# Ensemble Methods: Bagging (Bootstrap Aggregating)

## Context
In observability, models can easily overfit to noise. For instance, a single decision tree trained to predict if a server will run out of memory might perfectly memorize past traffic spikes but fail entirely in production.

**Bagging (Bootstrap Aggregating)** solves this by:
1. Creating multiple subsets of the original data (Bootstrapping).
2. Training a weak model (like a Decision Tree) on each subset.
3. Aggregating their predictions (Voting for classification, Averaging for regression).

The most famous bagging algorithm is the **Random Forest**.

## Objectives
- Synthesize a dataset for predicting if a server will trigger an OOM (Out of Memory) alert.
- Train a standard `DecisionTreeClassifier` and observe its variance/overfitting.
- Train a `RandomForestClassifier` (a Bagging ensemble) and compare its stability.

In [None]:
import numpy as np
import pandas as pd
from sklearn.model_selection import train_test_split
from sklearn.tree import DecisionTreeClassifier
from sklearn.ensemble import RandomForestClassifier, BaggingClassifier
from sklearn.metrics import accuracy_score
import matplotlib.pyplot as plt
import warnings
warnings.filterwarnings('ignore')

### 1. Generating Infrastructure Telemetry
We will predict `OOM_Alert` (0=Healthy, 1=Out of Memory) based on `CPU_Usage`, `Memory_Usage`, and `Concurrent_Connections`.

In [None]:
np.random.seed(42)
n_samples = 500

X = pd.DataFrame({
    'CPU_Usage': np.random.normal(60, 20, n_samples),
    'Memory_Usage': np.random.normal(70, 15, n_samples),
    'Concurrent_Connections': np.random.normal(1500, 500, n_samples)
})

# If Memory > 85 and Connections > 1800, high chance of OOM
y = ((X['Memory_Usage'] > 85) & (X['Concurrent_Connections'] > 1800)).astype(int)

# Add some random noise so it isn't a perfect rule
flip_indices = np.random.choice(n_samples, size=30, replace=False)
y[flip_indices] = 1 - y[flip_indices]

X_train, X_test, y_train, y_test = train_test_split(X, y, test_size=0.3, random_state=42)

### 2. The Problem with a Single Decision Tree
A single decision tree without depth limits will grow until it perfectly memorizes the training data (overfitting). When it sees the test data, performance drops.

In [None]:
single_tree = DecisionTreeClassifier(random_state=42)
single_tree.fit(X_train, y_train)

print("Single Tree - Training Accuracy: {:.2f}%".format(accuracy_score(y_train, single_tree.predict(X_train))*100))
print("Single Tree - Testing Accuracy: {:.2f}%".format(accuracy_score(y_test, single_tree.predict(X_test))*100))


### 3. Random Forest (Bagged Decision Trees)
Random Forest builds many decision trees (e.g., 100). 
Each tree trains on a random sample of the rows AND a random sample of the columns.
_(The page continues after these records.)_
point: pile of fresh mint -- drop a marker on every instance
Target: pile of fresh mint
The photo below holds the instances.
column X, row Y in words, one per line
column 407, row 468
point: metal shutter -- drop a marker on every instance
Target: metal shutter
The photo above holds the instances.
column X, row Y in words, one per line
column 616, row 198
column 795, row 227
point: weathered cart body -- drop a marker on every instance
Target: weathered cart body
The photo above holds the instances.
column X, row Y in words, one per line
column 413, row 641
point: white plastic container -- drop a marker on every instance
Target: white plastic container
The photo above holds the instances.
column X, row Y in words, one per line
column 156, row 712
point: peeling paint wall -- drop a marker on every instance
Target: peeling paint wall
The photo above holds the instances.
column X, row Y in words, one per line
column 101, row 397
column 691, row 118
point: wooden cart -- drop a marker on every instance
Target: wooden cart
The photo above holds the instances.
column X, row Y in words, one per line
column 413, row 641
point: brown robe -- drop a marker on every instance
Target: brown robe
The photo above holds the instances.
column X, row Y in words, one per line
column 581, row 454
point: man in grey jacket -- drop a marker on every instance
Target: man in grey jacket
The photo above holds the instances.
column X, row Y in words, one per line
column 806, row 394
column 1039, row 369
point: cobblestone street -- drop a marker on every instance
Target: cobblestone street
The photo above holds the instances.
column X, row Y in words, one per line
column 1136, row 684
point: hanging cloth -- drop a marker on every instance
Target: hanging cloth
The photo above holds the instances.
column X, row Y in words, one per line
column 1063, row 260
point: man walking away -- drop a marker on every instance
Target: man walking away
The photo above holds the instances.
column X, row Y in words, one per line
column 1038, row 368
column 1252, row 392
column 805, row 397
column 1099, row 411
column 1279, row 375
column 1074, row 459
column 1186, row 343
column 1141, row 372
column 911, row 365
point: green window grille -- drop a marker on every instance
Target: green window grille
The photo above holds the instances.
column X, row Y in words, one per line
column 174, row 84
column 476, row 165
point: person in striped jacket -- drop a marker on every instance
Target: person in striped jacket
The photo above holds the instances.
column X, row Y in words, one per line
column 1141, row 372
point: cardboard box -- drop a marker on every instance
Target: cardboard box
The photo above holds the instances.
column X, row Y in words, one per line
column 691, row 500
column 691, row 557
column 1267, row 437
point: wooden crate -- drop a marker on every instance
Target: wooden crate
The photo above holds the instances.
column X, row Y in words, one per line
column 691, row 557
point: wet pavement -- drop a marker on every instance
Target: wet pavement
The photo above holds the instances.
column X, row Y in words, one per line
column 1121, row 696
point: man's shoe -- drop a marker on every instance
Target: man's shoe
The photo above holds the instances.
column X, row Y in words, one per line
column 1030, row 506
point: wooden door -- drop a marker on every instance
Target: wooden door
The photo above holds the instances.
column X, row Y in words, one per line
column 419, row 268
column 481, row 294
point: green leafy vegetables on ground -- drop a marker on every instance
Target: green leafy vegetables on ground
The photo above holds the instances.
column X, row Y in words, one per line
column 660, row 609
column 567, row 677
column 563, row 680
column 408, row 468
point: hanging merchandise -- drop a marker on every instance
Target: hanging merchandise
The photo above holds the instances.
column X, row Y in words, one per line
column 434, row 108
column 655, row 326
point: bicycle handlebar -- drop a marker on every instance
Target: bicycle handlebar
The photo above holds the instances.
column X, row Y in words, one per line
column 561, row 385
The final prediction is a democratic vote among all 100 trees, preventing the model from deeply memorizing noise.

In [None]:
rf_model = RandomForestClassifier(n_estimators=100, random_state=42)
rf_model.fit(X_train, y_train)

print("Random Forest - Training Accuracy: {:.2f}%".format(accuracy_score(y_train, rf_model.predict(X_train))*100))
print("Random Forest - Testing Accuracy: {:.2f}%".format(accuracy_score(y_test, rf_model.predict(X_test))*100))

# Notice how the Testing Accuracy improves! The Random Forest is much more generalized.

### 4. Generic Bagging Classifier
You don't have to just bag Decision Trees. You can bag any model (Support Vector Machines, KNN). Scikit-learn provides a wrapper `BaggingClassifier` for this.

In [None]:
# Here we explicitly bag 50 decision trees
bagging_model = BaggingClassifier(
    estimator=DecisionTreeClassifier(),
    n_estimators=50,
    random_state=42
)
bagging_model.fit(X_train, y_train)

print("Generic Bagging - Testing Accuracy: {:.2f}%".format(accuracy_score(y_test, bagging_model.predict(X_test))*100))

### Summary
- **Pros of Bagging:** Massively reduces overfitting, making models highly robust to noise in telemetry data. Works "out-of-the-box" very well.
- **Cons of Bagging:** Harder to interpret than a single decision tree (you can't easily visualize a forest of 100 trees), and takes more compute power to train.